It starts off as a murder mystery, but suddenly morphs into a love story of a police officer in love with a dead girl!
It is not South African resident Ilene Hamann -- the first recorded instance of an Afrikaner acting in a Bollywood film -- who sets the screen on fire in Pooja Bhatt's production, Rog, but it is our very own Irrfan Khan who delivers yet another masterpiece.
Irrfan may not have appeared on the huge posters of Rog adorning the streets of cities like Mumbai, but he is certainly in every frame of the film. And thank God for that, given the story line and the below par performance of the other characters!
If you have seen his brilliant performance in Haasil and Maqbool, you will know what to expect from this highly versatile actor in Rog and he does not disappoint.
Ilene gives a good performance, considering that she is acting in a foreign country, in a language, which she doesn't speak, and with no previous acting experience. And even though she has not dubbed for Rog, it is not obvious. Or maybe I did not notice it, given the outfits she wore in the movie.
Shah Rukh Khan performed brilliantly in Swades, even though the movie got mixed reviews. In the same way, Irrfan has stolen the show in yet another disappointing movie by Pooja Bhatt.
The film begins with Maya Solomon's (Hamann) murder. Inspector Uday Rathore (Irrfan) is handed the case. Harsh (advertising personality Suhel Seth making his movie debut) Maya's friend -- and Ali (Himanshu Malik of Khwahish) Maya's fiancé -- are the prime suspects.

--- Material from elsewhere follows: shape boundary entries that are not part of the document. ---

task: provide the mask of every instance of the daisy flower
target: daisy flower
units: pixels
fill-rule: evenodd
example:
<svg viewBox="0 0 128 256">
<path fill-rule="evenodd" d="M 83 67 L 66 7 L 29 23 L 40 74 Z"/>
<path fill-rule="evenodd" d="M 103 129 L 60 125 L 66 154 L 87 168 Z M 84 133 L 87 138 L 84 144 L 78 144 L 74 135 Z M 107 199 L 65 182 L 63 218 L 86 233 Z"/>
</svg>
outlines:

Uday falls for Maya, after seeing her photographs and listening to some stories from her past. He tends to spend most of his time in her house (where she was murdered) reading her diaries, love letters and staring at his pictures for hours. At night, he makes it a point to drink at her place and sleep on her cushions. Until, one night, Maya re-appears!

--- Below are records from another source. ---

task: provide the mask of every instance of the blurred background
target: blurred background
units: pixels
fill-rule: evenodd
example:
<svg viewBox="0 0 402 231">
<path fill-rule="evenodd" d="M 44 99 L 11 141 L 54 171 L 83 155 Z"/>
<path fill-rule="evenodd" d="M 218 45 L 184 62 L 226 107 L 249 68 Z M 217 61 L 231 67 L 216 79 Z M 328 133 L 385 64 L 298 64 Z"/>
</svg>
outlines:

This is when the film loses its pace, and slows down. The relationship between Uday and Maya is highlighted, while the investigation takes a backseat.
As the two-hour mark nears, debutant director Himanshu Brahmbhatt realises that the movie should end, and loses track.
Himanshu disappoints. It is like watching a talking robot, who delivers every line fed into his system without any expressions! And the lesser said about Suhel, the better.
I would recommend the film if you have time to spare and if the other releases this Friday are running house full. And you are bound to be impressed by Irrfan Khan.